The story is a multigenerational history of the isolated town of Macondo and of the family who founds it, the Buendías. The novel begins with a flashback with Colonel Aureliano Buenda recollecting the memories of years immediately following the founding of Mocondo. The book further moves back in time describing the birth of Ursula and J. Arcadio and the years leading to their marriage and Ursula’s discovery of the route that connects Mocondo to civilization. Macondo changes from an idyllic, magical, and sheltered place to a town corrupted by the the outside world through the notoriety of Colonel Buendía. Macondo’s governments change several times during and after the war. What follows is a series of magically carved events that lead to the end of a family doomed to repeat the mistakes of the previous generation, the reason because of which they are perpetually named after each other. The last scene, however, recreates the magic as the last surviving Buendia reads an ancient prophecy realizing that all the events were preordained.
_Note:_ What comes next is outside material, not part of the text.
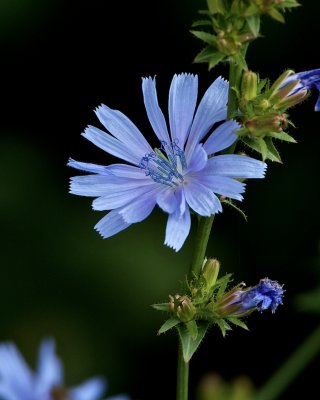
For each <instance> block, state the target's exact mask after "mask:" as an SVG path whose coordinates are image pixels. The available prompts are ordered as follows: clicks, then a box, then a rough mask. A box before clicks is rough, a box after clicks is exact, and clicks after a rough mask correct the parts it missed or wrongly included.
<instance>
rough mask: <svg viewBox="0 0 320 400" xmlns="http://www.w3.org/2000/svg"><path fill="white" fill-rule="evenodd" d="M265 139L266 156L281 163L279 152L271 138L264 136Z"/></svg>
mask: <svg viewBox="0 0 320 400" xmlns="http://www.w3.org/2000/svg"><path fill="white" fill-rule="evenodd" d="M265 141H266V145H267V147H268V158H269V159H270V160H271V161H276V162H279V163H282V161H281V157H280V154H279V152H278V150H277V149H276V147H275V145H274V144H273V142H272V138H271V137H266V138H265Z"/></svg>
The story is set in the Columbian Colonial period adroitly sketching a picture of the civil war, plantations, labour unrest etc experienced by Marquez’s own home town Anacataca in particular and Latin Amerca at large. It skillfully traces the after effects of organized religion and government, imposed imperialist policies and modern technology-as violent and confusing and causing the loss of innocence to the people of Mocondo.
A central and pioneering text in the movement known as “magic realism”, the novel is characterized by dream-like and fantastic elements woven into the fabric of its fiction. It refuses to reflect reality from a singular ‘objective’ perspective which wasn’t true to the experience of the third world. Thus it sharply undercuts the western homogeneity of narration putting forth multiple perspectives tracing the unique reality and fragmented psyche of a people whose History assumes the subjective quality of memory and is subject to emotional colouring and flights of imagination.
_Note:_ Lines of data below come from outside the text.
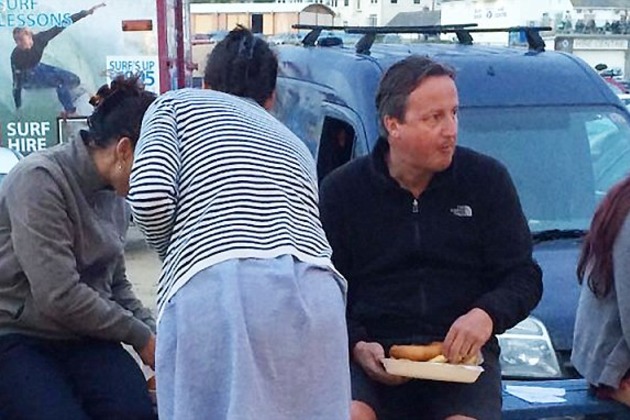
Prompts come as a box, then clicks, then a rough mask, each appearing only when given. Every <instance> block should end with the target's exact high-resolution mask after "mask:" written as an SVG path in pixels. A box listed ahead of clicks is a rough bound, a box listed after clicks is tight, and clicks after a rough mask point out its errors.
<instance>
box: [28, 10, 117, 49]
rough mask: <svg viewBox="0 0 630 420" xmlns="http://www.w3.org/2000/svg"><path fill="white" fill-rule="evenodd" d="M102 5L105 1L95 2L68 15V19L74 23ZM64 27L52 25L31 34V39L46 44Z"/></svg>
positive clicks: (52, 38) (55, 36)
mask: <svg viewBox="0 0 630 420" xmlns="http://www.w3.org/2000/svg"><path fill="white" fill-rule="evenodd" d="M104 6H105V3H100V4H97V5H96V6H93V7H90V8H89V9H87V10H81V11H80V12H77V13H73V14H72V15H70V17H69V19H70V21H71V22H72V23H76V22H78V21H79V20H81V19H83V18H85V17H87V16H89V15H91V14H92V13H94V11H95V10H96V9H98V8H100V7H104ZM64 29H66V26H53V27H52V28H50V29H47V30H45V31H41V32H38V33H36V34H35V35H33V39H34V40H37V42H40V43H42V44H44V45H46V44H48V43H49V42H50V40H51V39H53V38H54V37H56V36H57V35H59V34H60V33H61V32H62V31H63V30H64Z"/></svg>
Being a part of the third world my self, this remains one of the most confusing and the most thought provoking novel that I have ever read. From the repetition of names and characteristics to magical events pervading the text, the book magnificently puts forth the unthinkable horrors accompanying colonization. The indefinite chronological framework, the repetition of names, the play of time and place and of memory leaves a lasting impression on one’s mind leading it into a vicious circle of shifting boundaries between reality and fantasy.